Modern Best Practice

Use Ansible (or similar) to build your base images, then use Terraform to deploy those images as immutable infrastructure. This combines the strengths of both: declarative provisioning for image creation, and immutable replacement for deployment.

Test Yourself

Score: 0 / 10

Question 01

In Git's object model, which object type stores a directory listing that maps filenames to blob hashes?

A tree object maps filenames (and permissions) to blob hashes and sub-tree hashes, representing a directory snapshot. Blobs store only file contents with no name metadata.

Question 02

Why should you never rebase commits that have been pushed to a shared branch?

Rebase replays commits with new SHA-1 hashes. If others have based work on the original commits, their histories diverge, leading to duplicated commits and painful conflict resolution.

Question 03

What is the time complexity of finding a bug-introducing commit using git bisect across N commits?

Git bisect performs a binary search through commit history. Each step halves the search space, so it requires at most log2(N) steps to find the offending commit.

Question 04

What does SAST stand for, and when does it run in a CI pipeline?

SAST (Static Application Security Testing) analyzes source code, bytecode, or binaries without executing the program. It runs early in CI because it needs no running environment, catching vulnerabilities like SQL injection and XSS at the code level.

Question 05

What is the key difference between Continuous Delivery and Continuous Deployment?

In Continuous Delivery, every change is proven deployable but a human decides when to release. In Continuous Deployment, every change that passes the automated pipeline goes to production automatically with no manual gate.

Question 06

In a blue-green deployment, how is rollback performed?

Blue-green keeps the previous environment running. Rollback is instant: just point the load balancer back to the "blue" (old) environment. No rebuild or redeployment needed.

Question 07

Why should you avoid rebuilding artifacts for each environment (dev, staging, prod)?

Each build can produce subtly different output (different dependency resolution, timestamps, non-deterministic compilation). Promoting the exact same artifact guarantees that what you tested is what you deploy.

Question 08

What is the purpose of Terraform's state file?

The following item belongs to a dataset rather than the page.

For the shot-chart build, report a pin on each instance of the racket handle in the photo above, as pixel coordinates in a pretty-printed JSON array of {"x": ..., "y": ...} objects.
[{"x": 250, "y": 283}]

The state file is a JSON document that records the mapping between your HCL resource declarations and the real infrastructure (e.g., AWS resource IDs). This allows terraform plan to diff desired state against actual state and determine what changes to make.

Question 09

What distinguishes GitOps from traditional CI/CD push-based deployments?

GitOps uses a pull model: a controller like ArgoCD or Flux runs inside the cluster, watches a Git repo, and reconciles cluster state to match. This eliminates the need for CI to have direct cluster access, improving security.

Question 10

What is the main advantage of immutable infrastructure over mutable (in-place patching)?

With mutable infrastructure, each server accumulates unique patches and changes over time, causing "configuration drift" where nominally identical servers behave differently. Immutable infrastructure eliminates this by replacing rather than modifying servers.